My greatest friend is The Shorter Oxford English Dictionary (two volumes). My edition is a much-loved birthday present from my parents when I was studying English literature at Queensland University. The OED is a fantastic resource for a historical romance writer, not only because it has a great range of obscure vocabulary, but also because it details when words came into the language. Occasionally I’ll find myself surprised – ‘prototype’, for example, sounds modern but is actually a product of the scientific revolution of the 17th century.
I also have a Roget’s Thesaurus. There have been many variations on Roget’s original over the years but I actually like his way of setting things out. Perhaps because I’m used to it. This is a modern edition, obviously, but it still uses his classification system.
I have a good atlas although I find Google has largely superseded this. The detail you can get on maps over the Internet is fantastic.

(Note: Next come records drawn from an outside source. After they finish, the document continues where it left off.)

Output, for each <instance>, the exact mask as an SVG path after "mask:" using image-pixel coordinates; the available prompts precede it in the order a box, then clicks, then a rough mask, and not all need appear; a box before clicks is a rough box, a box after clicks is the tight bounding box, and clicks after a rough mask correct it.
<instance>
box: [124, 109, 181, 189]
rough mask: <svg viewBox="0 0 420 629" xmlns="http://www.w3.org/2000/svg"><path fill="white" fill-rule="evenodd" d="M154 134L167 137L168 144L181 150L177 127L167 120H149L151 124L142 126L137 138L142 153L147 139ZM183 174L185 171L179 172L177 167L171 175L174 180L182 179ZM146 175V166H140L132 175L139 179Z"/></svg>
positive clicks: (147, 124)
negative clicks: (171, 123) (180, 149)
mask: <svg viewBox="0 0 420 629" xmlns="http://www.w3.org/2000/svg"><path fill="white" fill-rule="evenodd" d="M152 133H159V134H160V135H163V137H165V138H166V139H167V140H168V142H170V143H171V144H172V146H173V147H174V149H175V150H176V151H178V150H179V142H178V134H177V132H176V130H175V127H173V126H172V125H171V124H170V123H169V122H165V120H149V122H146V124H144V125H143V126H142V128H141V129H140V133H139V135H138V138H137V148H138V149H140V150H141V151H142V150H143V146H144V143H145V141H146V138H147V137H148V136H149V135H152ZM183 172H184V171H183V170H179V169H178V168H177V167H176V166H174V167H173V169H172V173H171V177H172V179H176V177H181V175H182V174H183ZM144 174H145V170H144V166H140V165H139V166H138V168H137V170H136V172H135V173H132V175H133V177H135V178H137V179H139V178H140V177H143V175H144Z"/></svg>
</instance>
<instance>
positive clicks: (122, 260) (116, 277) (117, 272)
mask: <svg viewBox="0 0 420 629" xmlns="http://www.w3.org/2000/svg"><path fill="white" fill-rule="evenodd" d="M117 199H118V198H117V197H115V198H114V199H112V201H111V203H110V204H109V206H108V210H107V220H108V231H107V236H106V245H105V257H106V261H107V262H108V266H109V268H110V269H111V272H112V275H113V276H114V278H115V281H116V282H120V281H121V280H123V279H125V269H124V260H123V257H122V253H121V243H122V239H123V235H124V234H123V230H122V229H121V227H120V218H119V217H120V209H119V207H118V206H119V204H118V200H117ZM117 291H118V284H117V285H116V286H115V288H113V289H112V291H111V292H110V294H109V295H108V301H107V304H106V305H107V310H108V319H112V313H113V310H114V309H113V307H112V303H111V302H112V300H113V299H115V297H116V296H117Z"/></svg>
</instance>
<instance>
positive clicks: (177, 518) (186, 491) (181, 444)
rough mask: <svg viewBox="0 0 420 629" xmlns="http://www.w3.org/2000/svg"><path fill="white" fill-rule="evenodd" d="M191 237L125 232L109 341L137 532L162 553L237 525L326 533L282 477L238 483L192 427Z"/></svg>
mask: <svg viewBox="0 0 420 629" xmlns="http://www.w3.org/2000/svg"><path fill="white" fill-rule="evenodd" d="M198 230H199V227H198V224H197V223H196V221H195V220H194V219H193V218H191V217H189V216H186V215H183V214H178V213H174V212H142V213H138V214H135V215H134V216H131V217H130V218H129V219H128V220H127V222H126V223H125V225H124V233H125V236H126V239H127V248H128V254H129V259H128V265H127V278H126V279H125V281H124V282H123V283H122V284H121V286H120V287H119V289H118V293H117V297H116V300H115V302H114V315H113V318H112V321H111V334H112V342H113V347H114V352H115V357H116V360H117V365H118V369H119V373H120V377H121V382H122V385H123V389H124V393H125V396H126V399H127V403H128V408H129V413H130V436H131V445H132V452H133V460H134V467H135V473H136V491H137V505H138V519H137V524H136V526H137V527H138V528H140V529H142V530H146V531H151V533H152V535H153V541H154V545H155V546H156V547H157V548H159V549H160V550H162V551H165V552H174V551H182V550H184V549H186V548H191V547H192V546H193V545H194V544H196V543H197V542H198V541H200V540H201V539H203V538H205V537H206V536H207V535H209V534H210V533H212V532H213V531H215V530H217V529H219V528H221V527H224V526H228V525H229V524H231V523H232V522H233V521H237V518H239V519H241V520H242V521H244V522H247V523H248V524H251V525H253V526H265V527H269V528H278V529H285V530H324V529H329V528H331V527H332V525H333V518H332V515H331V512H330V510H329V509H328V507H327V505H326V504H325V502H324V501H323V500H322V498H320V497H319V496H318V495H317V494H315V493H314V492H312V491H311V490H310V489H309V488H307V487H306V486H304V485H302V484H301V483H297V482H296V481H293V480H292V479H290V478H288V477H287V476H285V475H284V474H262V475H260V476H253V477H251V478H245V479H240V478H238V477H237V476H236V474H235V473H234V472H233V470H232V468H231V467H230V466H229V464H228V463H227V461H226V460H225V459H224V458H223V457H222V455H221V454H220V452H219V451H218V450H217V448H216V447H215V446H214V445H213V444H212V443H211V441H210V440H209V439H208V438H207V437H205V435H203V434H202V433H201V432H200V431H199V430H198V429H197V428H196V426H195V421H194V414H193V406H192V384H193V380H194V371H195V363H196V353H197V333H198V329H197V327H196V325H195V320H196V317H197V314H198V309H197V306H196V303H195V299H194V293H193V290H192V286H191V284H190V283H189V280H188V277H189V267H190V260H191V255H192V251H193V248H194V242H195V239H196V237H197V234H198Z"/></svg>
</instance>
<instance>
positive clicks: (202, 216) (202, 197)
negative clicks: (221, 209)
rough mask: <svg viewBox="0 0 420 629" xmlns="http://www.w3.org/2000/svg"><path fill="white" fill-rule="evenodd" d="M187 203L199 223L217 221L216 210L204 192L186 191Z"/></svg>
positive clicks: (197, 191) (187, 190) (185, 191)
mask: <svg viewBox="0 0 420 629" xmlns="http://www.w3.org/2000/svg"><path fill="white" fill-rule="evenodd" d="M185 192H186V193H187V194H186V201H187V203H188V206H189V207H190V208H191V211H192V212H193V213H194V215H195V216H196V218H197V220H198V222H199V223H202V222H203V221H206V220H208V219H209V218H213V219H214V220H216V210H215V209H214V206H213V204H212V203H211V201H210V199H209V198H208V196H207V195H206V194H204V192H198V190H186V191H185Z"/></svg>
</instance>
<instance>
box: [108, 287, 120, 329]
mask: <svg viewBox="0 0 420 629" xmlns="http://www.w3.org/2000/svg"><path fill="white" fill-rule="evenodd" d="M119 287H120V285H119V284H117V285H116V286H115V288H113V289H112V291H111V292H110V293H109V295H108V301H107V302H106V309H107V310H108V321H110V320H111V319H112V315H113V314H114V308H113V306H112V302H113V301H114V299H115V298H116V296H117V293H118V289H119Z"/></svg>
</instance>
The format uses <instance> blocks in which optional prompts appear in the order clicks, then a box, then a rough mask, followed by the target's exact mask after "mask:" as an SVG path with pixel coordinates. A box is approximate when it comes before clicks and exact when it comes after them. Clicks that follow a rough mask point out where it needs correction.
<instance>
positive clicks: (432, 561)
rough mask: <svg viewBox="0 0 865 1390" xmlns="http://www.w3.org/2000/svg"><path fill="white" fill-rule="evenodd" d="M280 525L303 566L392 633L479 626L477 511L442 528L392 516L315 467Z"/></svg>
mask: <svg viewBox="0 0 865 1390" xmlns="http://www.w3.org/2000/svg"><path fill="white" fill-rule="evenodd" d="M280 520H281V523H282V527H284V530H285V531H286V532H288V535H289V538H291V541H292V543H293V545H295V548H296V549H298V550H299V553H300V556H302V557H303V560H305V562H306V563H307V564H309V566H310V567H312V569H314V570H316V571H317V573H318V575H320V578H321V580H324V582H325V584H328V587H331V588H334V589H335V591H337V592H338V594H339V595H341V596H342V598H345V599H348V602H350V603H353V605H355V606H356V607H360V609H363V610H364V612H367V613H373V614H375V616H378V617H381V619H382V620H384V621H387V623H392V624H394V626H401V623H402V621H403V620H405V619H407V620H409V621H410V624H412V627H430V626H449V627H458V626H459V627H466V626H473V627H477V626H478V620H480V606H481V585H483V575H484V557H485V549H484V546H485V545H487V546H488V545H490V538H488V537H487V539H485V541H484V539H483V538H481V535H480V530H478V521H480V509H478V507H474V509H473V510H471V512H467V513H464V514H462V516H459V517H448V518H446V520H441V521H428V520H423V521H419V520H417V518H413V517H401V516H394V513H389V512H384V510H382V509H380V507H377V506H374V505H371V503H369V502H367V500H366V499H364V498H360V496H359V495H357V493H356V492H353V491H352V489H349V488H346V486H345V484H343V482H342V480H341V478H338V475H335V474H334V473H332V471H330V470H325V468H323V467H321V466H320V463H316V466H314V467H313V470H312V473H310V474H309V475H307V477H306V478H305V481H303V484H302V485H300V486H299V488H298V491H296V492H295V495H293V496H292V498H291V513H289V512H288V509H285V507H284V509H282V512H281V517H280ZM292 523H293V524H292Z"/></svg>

My fourth reference book is a little obscure. It was a school prize so I’ve had it for many years. It’s The Reader’s Encyclopedia by William Rose Benét. It gives précis of books. It provides short biographies of writers and other people of historical significance. It recounts myths and explains philosophical movements and historical events. And more! All in one volume! This book is so interesting, I’ve actually spent hours just READING it. I’ve never seen it anywhere else but I recommend it highly. And of course I’ve just checked on Amazon and find I’m not the only person who thinks this book is the best thing since sliced bread. There’s even a new edition!
My last reference book is What Jane Austen Ate and Charles Dickens Knew: From Fox Hunting to Whist – The Facts of Daily life in 19th Century England by Daniel Pool. It’s basic and you have to check on some of the facts because it’s not clear whether they refer to Regency or Victorian England. But it’s a wonderful introduction to those fiddly issues like titles and forms of address, the season, the ton, parliament and servants. Essential equipment for the keen Regency writer!